Un silence qui en dit long

Je ne peux m’empêcher de m’interroger sur la vision à long terme de nos instances quant à l’avenir et l’évolution du courtage immobilier et hypothécaire au Québec. Comment peut-on prendre position au nom de plusieurs milliers de courtiers sans arguments et sans avoir consulté ces mêmes individus ? Comment peut-on appuyer une action aussi lourde de conséquences sans être en mesure de justifier cette démarche ?

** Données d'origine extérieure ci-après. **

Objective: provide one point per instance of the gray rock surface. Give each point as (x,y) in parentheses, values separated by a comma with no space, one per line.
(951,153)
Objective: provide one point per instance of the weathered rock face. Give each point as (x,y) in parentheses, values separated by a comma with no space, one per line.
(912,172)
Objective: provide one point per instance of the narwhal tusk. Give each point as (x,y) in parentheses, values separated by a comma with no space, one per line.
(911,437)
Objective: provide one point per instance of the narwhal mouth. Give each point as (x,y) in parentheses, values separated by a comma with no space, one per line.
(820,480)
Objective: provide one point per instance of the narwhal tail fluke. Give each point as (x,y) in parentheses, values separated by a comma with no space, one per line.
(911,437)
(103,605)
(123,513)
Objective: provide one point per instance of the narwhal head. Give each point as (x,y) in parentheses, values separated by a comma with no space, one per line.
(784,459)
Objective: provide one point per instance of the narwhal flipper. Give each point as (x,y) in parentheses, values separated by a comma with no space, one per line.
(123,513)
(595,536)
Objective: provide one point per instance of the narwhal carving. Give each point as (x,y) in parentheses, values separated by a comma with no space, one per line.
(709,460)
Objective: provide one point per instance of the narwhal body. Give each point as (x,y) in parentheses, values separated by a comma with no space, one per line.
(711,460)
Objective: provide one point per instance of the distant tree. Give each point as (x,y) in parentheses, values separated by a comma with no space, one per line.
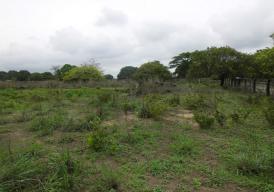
(23,75)
(108,76)
(47,76)
(181,64)
(12,75)
(127,72)
(264,60)
(215,62)
(84,73)
(3,76)
(272,36)
(36,77)
(60,72)
(153,71)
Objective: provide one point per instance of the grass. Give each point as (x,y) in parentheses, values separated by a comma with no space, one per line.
(90,139)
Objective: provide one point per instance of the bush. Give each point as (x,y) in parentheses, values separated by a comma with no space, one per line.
(106,180)
(102,140)
(269,114)
(47,124)
(220,118)
(30,170)
(152,107)
(205,121)
(174,100)
(194,101)
(183,146)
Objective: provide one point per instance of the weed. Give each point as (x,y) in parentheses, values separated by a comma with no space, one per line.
(269,114)
(45,125)
(184,146)
(205,121)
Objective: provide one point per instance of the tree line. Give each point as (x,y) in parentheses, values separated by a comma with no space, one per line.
(213,62)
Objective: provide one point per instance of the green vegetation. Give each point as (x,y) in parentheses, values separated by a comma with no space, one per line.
(201,137)
(83,73)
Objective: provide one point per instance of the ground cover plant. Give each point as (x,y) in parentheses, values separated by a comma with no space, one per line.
(200,138)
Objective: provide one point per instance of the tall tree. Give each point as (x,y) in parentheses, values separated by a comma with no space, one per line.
(127,72)
(23,75)
(84,73)
(154,71)
(181,64)
(3,76)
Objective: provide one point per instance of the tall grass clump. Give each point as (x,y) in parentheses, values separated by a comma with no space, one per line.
(31,170)
(205,121)
(153,106)
(45,125)
(269,113)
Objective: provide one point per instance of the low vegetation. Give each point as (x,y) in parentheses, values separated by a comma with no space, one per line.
(202,138)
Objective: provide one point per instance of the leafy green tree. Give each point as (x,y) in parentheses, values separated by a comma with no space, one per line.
(41,76)
(60,72)
(272,36)
(181,64)
(3,76)
(108,76)
(36,77)
(47,76)
(84,73)
(153,71)
(264,59)
(12,75)
(127,72)
(23,75)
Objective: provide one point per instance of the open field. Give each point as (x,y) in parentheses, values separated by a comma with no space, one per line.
(202,138)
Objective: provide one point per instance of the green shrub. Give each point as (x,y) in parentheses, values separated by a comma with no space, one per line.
(269,114)
(63,172)
(47,124)
(101,140)
(152,107)
(183,145)
(174,100)
(21,171)
(106,180)
(30,170)
(252,163)
(220,118)
(194,101)
(205,121)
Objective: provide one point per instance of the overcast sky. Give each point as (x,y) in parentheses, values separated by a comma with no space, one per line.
(38,34)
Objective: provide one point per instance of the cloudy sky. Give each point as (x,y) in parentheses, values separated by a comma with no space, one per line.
(38,34)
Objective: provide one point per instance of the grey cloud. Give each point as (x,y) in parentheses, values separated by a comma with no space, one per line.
(245,28)
(112,17)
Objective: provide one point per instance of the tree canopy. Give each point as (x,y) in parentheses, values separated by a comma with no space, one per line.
(83,73)
(127,72)
(154,71)
(60,72)
(220,63)
(108,76)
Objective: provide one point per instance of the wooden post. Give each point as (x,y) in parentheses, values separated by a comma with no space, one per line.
(268,88)
(254,86)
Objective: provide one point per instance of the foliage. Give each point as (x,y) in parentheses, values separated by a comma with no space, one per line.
(47,124)
(100,140)
(204,120)
(269,113)
(152,71)
(127,72)
(264,60)
(61,72)
(83,73)
(153,106)
(30,170)
(108,76)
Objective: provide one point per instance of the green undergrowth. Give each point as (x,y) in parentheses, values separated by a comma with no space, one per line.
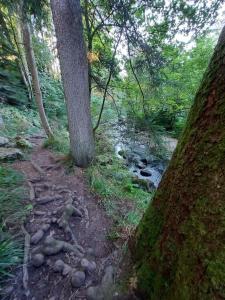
(12,214)
(18,121)
(109,178)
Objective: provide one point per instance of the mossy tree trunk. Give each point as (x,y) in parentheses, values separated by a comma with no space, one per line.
(179,245)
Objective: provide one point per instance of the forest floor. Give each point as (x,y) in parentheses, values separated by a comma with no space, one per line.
(70,255)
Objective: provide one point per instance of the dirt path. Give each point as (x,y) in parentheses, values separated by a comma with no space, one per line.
(69,250)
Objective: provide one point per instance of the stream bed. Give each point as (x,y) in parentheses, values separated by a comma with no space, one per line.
(146,169)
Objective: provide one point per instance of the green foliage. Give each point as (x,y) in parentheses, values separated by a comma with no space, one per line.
(12,194)
(25,121)
(12,89)
(10,253)
(168,100)
(12,214)
(110,179)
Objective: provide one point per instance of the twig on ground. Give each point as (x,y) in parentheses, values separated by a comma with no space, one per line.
(37,168)
(25,260)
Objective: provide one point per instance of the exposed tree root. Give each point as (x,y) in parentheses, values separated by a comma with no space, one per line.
(32,192)
(48,199)
(37,168)
(25,261)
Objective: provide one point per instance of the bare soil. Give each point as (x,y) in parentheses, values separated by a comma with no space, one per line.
(90,230)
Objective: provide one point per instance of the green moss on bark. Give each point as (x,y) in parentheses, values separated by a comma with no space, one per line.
(179,248)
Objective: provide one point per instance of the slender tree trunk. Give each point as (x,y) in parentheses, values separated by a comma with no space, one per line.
(74,68)
(35,80)
(89,42)
(180,243)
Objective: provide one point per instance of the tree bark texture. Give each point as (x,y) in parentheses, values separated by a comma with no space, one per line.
(74,68)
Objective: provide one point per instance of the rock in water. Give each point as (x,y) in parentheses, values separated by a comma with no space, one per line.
(1,121)
(94,293)
(58,266)
(10,154)
(108,278)
(3,141)
(145,173)
(38,260)
(23,143)
(78,279)
(37,236)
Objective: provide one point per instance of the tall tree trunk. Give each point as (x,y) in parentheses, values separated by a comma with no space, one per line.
(179,245)
(34,75)
(74,68)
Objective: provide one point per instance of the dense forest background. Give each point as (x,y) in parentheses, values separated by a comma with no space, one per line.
(145,63)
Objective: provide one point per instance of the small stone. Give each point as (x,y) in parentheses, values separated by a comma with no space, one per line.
(23,143)
(88,266)
(145,173)
(53,220)
(38,260)
(37,236)
(66,270)
(8,290)
(94,293)
(108,278)
(90,252)
(52,246)
(78,279)
(3,141)
(45,227)
(10,154)
(58,266)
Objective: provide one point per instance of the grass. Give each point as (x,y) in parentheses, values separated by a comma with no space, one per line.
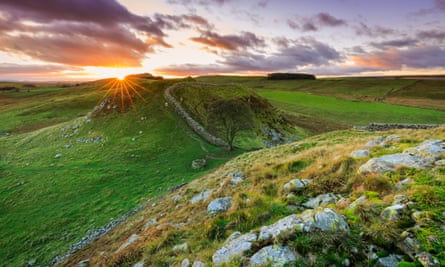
(349,112)
(49,203)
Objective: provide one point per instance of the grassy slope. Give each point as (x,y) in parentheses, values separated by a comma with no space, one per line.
(349,112)
(49,203)
(259,200)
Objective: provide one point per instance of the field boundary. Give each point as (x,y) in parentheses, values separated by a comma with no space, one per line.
(196,126)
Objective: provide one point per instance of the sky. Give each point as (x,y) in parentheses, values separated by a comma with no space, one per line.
(92,39)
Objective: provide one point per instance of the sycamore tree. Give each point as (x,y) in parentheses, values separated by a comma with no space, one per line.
(227,117)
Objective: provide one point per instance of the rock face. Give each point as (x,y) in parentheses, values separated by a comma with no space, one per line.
(323,219)
(275,256)
(295,185)
(235,246)
(360,154)
(389,163)
(198,164)
(219,205)
(322,200)
(204,195)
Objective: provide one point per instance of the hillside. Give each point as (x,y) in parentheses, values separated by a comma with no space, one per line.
(66,172)
(349,198)
(269,126)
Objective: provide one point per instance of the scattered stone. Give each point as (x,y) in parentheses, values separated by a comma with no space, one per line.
(357,202)
(181,247)
(235,246)
(139,264)
(321,200)
(198,164)
(403,183)
(295,185)
(284,227)
(360,154)
(198,264)
(400,200)
(203,196)
(389,163)
(393,213)
(219,205)
(133,238)
(275,256)
(389,261)
(185,263)
(84,263)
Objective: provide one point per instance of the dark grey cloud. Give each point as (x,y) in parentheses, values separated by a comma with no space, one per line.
(242,41)
(372,31)
(315,22)
(291,56)
(85,32)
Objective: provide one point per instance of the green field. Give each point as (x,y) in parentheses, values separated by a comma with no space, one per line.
(49,203)
(349,112)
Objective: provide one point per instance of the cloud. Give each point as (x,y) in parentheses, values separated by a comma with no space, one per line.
(432,34)
(395,59)
(372,31)
(315,22)
(291,56)
(229,42)
(395,43)
(85,32)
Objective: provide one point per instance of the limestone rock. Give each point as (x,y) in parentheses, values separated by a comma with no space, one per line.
(185,263)
(275,256)
(198,164)
(295,185)
(329,220)
(286,226)
(321,200)
(357,202)
(389,261)
(219,205)
(235,246)
(393,213)
(356,154)
(204,195)
(389,163)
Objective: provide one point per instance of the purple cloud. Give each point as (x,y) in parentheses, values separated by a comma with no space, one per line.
(315,22)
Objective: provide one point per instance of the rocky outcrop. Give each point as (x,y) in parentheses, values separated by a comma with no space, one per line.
(219,205)
(276,256)
(234,247)
(196,126)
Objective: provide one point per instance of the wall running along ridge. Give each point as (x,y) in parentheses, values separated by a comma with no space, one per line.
(196,126)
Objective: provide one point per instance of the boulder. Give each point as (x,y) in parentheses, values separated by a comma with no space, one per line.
(356,154)
(234,247)
(429,150)
(295,185)
(329,220)
(275,256)
(198,164)
(393,213)
(219,205)
(357,202)
(321,200)
(389,163)
(286,226)
(389,261)
(204,195)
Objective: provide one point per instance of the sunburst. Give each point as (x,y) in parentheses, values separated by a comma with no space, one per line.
(121,93)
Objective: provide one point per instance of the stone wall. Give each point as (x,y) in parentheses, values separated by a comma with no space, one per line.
(196,126)
(390,126)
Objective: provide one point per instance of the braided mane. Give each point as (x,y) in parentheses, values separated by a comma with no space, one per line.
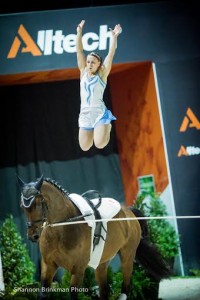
(59,187)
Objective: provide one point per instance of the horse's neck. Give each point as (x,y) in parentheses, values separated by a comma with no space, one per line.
(59,205)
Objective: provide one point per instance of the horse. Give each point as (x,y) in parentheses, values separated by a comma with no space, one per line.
(45,202)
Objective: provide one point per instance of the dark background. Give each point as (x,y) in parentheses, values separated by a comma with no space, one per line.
(13,6)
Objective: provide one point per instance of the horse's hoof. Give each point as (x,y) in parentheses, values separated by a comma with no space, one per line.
(122,297)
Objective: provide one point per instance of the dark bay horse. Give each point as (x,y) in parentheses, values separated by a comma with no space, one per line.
(69,246)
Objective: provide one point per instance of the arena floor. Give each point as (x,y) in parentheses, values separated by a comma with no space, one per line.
(180,289)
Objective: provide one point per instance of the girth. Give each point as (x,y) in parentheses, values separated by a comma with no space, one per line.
(98,225)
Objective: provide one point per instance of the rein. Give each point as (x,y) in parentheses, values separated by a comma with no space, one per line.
(44,210)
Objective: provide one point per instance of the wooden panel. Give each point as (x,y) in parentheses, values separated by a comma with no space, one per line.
(138,128)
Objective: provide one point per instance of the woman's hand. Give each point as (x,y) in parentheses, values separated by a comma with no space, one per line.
(80,26)
(117,30)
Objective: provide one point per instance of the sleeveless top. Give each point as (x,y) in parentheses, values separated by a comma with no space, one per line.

Je crains pour l’avenir du courtage immobilier et hypothécaire, je crains pour cette nouvelle génération qui tente de se faire valoir et qui ne semble pas pouvoir compter sur un quelconque appui, ou du moins sur une réelle écoute. Je crois profondément que les courtiers de la nouvelle génération devront s’imposer davantage grâce au développement de leurs expertises et pour ce faire, ils doivent, entre autres, pouvoir compter sur le support et l’encadrement des instances qui les représentent. Que pouvons-nous espérer pour la suite?